MongoDB to SQL Server Incremental Loading RRS feed

  • Question

  • Hi everyone,

    I have been working on a data factory pipeline in Visual Studio for a little while now and can't seem to find a correct procedure to do what I want. I am trying to incrementally load into a SQL server from a mongoDB source,  however, a third party is providing the mongoDB data in a SQL interface with a BI connector.

    I have been using the SSIS solution with c# scripts to read from the BI connector (using an ODBC driver), iterating through each table to cross reference the databases to check for any structure changes or added tables, then generating any necessary queries to update/add the respective table in the SQL server. To then load newly added data to the server (based off 'codingsight.com/implementing-incremental-load-using-change-data-capture-sql-server/'). I have been able to bulk load the data in by replacing everything, however, as the DB grows this isn't a sustainable solution as already it takes a long time to do so.

    After a while I've been able to generate the scripts to update/add however the incremental loading is giving me trouble. I am a student working at a start-up company, I never touched Azure (or even databases) before this project, and I just wanted some insight if this was the best way to approach this problem, or even if the procedure is possible. Thank you. 
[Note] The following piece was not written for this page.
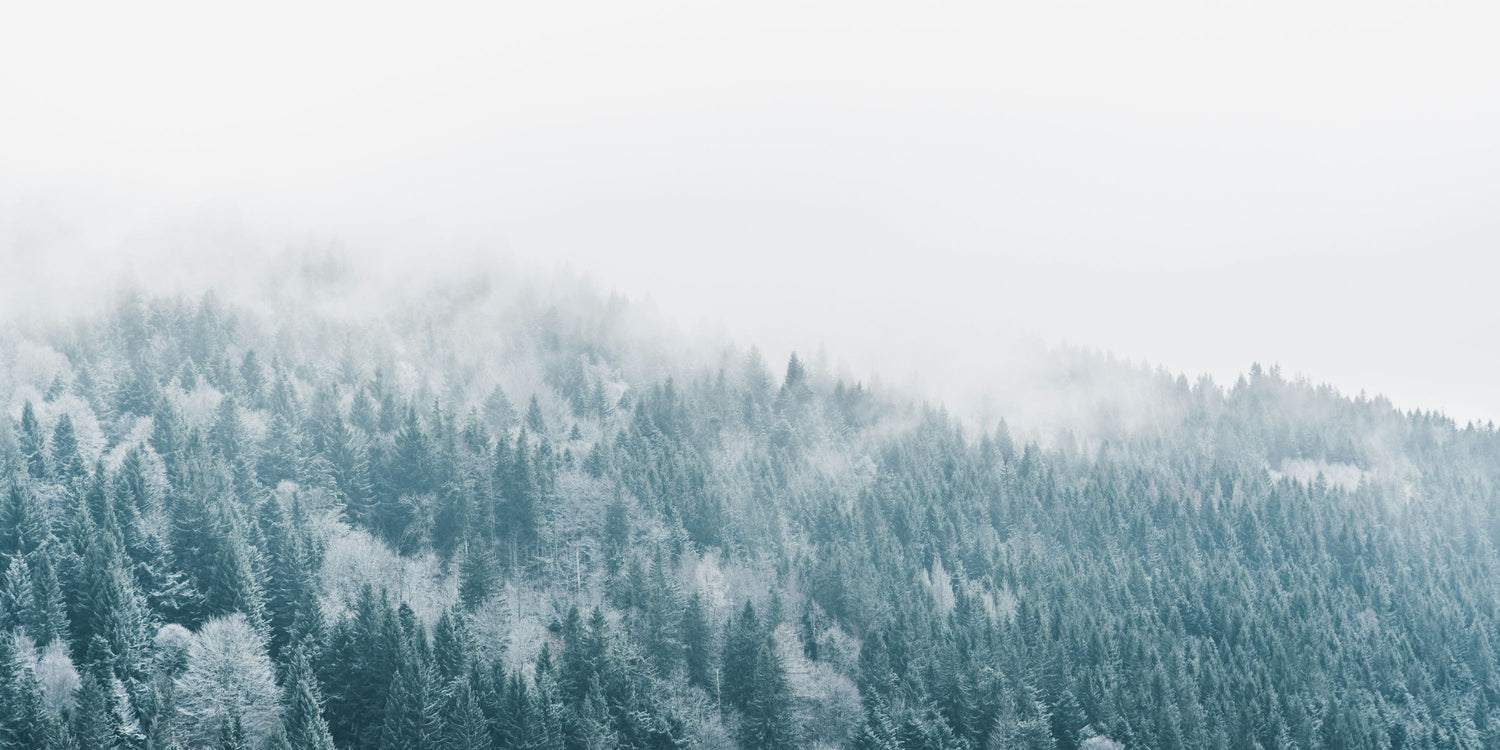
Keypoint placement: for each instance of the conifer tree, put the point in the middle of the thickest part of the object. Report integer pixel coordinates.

    Thursday, August 1, 2019 7:01 PM

All replies

  • Hello Perrinii and thank you for your inquiry and well written ask.  While it is possible to do with Data Factory, I want to inform you of other options.  These options include Azure Database Migration Service.  Since you are interacting with a SQL interface, and targeting Azure SQL Server, your situation may be applicable.

    If you want to do using Data Factory, there are more things I need to know.  Have you tried accessing the transaction logs?  Is there a 'last_modified_date' like property you can query?  What trouble  is the incremental loading giving you?

    Monday, August 5, 2019 9:26 PM
  • Thank you for the response, I actually haven't tried accessing the transaction logs. Using the reference link above, the problem I was running into was the creation of duplicate _CT table describing the same table.

    After some quick querying I was able to find a 'last_modifed_date' column for each row, it seems I was doing a lot of overkill as the last modified times were already easily available (in format ex. '2019-02-06T22:08:57.469Z'). Still using data factory do you think just querying then inserting rows which are past a certain date would be the best procedure? 

    Tuesday, August 6, 2019 2:00 PM
  • Yes.  That would work, as long as you are certain that it include deletions.  If a record no longer exists, then it cannot have a last modified date, right?  There is a tutorial in the ADF docs about using 'watermarks' for incremental loads.  I think that will work well with the last_modified_date.
    Tuesday, August 6, 2019 6:13 PM
  • Okay, I will look into that. Thank you for you help!
    Tuesday, August 6, 2019 6:54 PM
  • Did my suggestion fix your issue, or do you need more help?  If it fixed the issue, please mark as answered.
    Wednesday, August 7, 2019 5:44 PM
  • @Perrinii, are you still following this thread?  After further consideration, I realized I didn't give you the best answer.  If you are still blocked, let me know.  
    Monday, August 12, 2019 7:02 PM